気持ち効果があるだとか、そういう微々たる効果ではなく歴然と、そして明確に効果があるので、下手な薬などを煎じて貰うより余程コストパフォーマンスが良いのだ。
本来は予約しなければとても座席などは取れないのだが、件の店主の右脚は術師ミシルが手ずから作り上げた義足である。
店主もまた元教師であり、ミシルとは交流が盛んだった。
その繋がりでアリーヤ等はこの人気店への優先入店権の如きものを持っている。
なおその義足は日常生活での使用は勿論、触媒を消費してつま先部分から短刀程度の刃渡りの空気刃を生成できる。
粗雑な数打ちの武器程度なら、受け太刀ごと叩き斬る事が出来る程度の鋭さだ。
ミシル曰く、近接戦闘を仕掛けられた際の護身用の機能らしい。
◇◇◇
涙目でマリーがアリーヤへ訴えかける。
アリーヤはそんなマリーのおでこをガンガンと指でついて言った。
「おばか! マリー、貴女はおばか協会所属1等おばか術師ですわ。おばか協会の協会員は2名! 貴女とドルマですわね」
けらけら笑いながら小馬鹿にしてくるアリーヤにマリーは言い募った。
「で、でも教師ヨハンは……あ、ヨハンさんは……」
あのねえ、とアリーヤはやれやれ顔でマリーを諭す。
「術師ヨハンはあくまで手段を選ばない暴漢に対しての心構えだの、実戦を想定した手練を教えていたわけでしょう? 学院の、しかも同窓たる仲間を叩きのめすためにそれを使えといったのかしら? 学院での模擬戦は命のやり取りをする場所では無いの! 例えるならダンスですわね! あちらがこう動いたらこちらはこう動く、逆も然り。相手の見せ場とこちらの見せ場を交互に披露していく。実戦的ではないですけれど、講義で学んだ事を理解出来ているかを確認する為には良いと思いますわよ。お・わ・か・り~?」
うぐぐと唸るマリーは、やがてしょんぼりと俯きながら言った。
「教師コムラードにも同じ事を言われました……」
でしょうよ、と呆れた表情のアリーヤは、やがてニヤニヤしながらマリーへ訊ねた。
「ところでマリー。ルシアンとはどんなカンジですの? チュッチュくらいはしたのでしょうね?」
「まさか! ルシアンはただの友達です!」
マリーはその髪の色と同じ位顔色を真っ赤にして首をぶんぶんと振り否定した。
──その反応を見ればただの友達と思っていない事は歴然なのですけどね
アリーヤは内心ぼそりと呟く。
ちなみにアリーヤには婚約者がいる。2人目だ。
最初の婚約者は浮気をしたので焼いてしまった。
家と家の争いになりかけたのだが、ミシルが仲裁する羽目になって事無きを得た。
ミシルは生徒想いの良い教師だが、一番弟子であるアリーヤには殊更ゲロ甘なのだ。
名前を勝手に使われて、有名店へのコネ入店を黙認する程度には。
◆◇◆
SIDE:ヨルシカ
「それで彼らは想像以上の伸びを見せてね。才能とは恐ろしいものだとつくづく感じたよ。アレでまだまだ伸び代があるのだからな。成熟した時にはどれだけの化け物になるか想像もつかない」
私はヨハンがエル・カーラで教師をしていた時の話や、他の街の話、連盟の話もあらためて聞いていた。

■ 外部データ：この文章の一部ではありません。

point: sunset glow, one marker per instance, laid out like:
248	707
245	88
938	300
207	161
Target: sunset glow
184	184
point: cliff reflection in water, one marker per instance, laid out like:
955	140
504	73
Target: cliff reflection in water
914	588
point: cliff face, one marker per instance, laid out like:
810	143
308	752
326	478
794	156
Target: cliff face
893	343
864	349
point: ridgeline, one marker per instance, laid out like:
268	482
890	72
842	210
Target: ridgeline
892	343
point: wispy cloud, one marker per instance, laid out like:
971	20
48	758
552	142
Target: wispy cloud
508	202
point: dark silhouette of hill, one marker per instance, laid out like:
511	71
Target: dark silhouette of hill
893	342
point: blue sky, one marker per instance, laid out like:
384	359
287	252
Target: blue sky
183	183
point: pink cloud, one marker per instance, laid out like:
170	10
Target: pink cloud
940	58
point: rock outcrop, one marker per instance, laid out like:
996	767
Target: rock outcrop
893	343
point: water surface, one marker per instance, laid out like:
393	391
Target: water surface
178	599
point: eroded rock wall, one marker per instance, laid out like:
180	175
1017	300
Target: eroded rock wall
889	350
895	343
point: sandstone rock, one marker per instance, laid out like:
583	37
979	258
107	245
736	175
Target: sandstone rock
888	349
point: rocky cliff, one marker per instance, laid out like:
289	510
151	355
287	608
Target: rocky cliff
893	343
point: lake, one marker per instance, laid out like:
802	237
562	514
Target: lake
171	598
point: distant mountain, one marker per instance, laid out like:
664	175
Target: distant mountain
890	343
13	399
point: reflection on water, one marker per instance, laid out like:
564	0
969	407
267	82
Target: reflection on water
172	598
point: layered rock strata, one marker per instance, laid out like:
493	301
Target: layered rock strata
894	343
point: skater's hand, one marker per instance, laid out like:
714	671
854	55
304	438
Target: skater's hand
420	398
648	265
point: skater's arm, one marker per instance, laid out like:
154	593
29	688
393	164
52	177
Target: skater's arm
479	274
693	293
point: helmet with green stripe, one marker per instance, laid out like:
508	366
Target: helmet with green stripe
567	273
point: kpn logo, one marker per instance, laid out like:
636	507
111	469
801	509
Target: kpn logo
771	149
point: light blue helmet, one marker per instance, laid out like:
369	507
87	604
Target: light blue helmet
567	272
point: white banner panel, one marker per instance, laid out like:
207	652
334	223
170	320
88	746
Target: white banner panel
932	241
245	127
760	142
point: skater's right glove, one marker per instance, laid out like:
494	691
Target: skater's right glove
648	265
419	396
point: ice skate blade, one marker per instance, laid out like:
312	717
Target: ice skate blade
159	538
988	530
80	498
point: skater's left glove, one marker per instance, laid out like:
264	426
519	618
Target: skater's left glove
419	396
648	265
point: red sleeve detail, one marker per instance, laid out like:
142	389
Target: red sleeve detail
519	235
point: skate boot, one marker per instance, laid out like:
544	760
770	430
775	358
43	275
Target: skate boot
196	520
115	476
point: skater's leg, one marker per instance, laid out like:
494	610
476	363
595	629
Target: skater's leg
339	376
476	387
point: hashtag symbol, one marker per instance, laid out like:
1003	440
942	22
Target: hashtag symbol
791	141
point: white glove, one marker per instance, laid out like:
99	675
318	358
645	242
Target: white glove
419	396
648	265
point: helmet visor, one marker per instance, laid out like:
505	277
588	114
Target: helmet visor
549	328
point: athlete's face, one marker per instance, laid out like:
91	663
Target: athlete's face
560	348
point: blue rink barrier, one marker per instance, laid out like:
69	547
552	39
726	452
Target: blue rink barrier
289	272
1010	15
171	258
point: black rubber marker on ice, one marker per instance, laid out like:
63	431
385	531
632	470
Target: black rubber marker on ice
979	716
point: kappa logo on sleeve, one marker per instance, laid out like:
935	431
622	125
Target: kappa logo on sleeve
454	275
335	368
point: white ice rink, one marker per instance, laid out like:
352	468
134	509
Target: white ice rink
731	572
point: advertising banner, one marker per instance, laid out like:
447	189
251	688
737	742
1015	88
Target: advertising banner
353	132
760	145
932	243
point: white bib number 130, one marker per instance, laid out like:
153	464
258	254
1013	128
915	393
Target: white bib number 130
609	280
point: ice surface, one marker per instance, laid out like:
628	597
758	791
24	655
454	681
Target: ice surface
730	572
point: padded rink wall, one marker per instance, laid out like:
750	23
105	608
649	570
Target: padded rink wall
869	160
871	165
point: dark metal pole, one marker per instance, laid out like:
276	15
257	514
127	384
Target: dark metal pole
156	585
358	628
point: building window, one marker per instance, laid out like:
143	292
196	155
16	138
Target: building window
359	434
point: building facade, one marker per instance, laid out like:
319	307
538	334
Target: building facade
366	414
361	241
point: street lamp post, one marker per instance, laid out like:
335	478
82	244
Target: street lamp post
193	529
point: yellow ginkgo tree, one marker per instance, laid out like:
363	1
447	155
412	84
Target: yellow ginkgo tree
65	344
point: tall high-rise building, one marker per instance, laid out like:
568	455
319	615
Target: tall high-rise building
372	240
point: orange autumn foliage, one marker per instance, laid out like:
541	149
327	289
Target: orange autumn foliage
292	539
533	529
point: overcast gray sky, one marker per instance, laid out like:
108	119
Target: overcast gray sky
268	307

馬車での移動は長く、退屈しそうかなと思っていたのだけどヨハンの旅話が結構面白いので長旅も余り気にならない。
ちなみにヴィリちゃんはあれからふらっと去っていったらしい。ヨハンはまたどこかで会う気がする、と言っていたけれど。
ヨハン曰く、連盟の術師はいつもあちらこちらふらふらしている、との事だった。
「しかし、エル・カーラの話なんだけれどやり過ぎなんじゃないのかい? ……いや、でもどうかな……相手は悪魔崇拝者か。うーん……お行儀は悪そうだしなあ。生徒達の命を考えるなら、君のやり方が……正しいのかも……」
命のやり取りと言う事になるなら、行儀の良い戦い方も行儀の悪い戦い方も両方しっていなければいけないとおもう。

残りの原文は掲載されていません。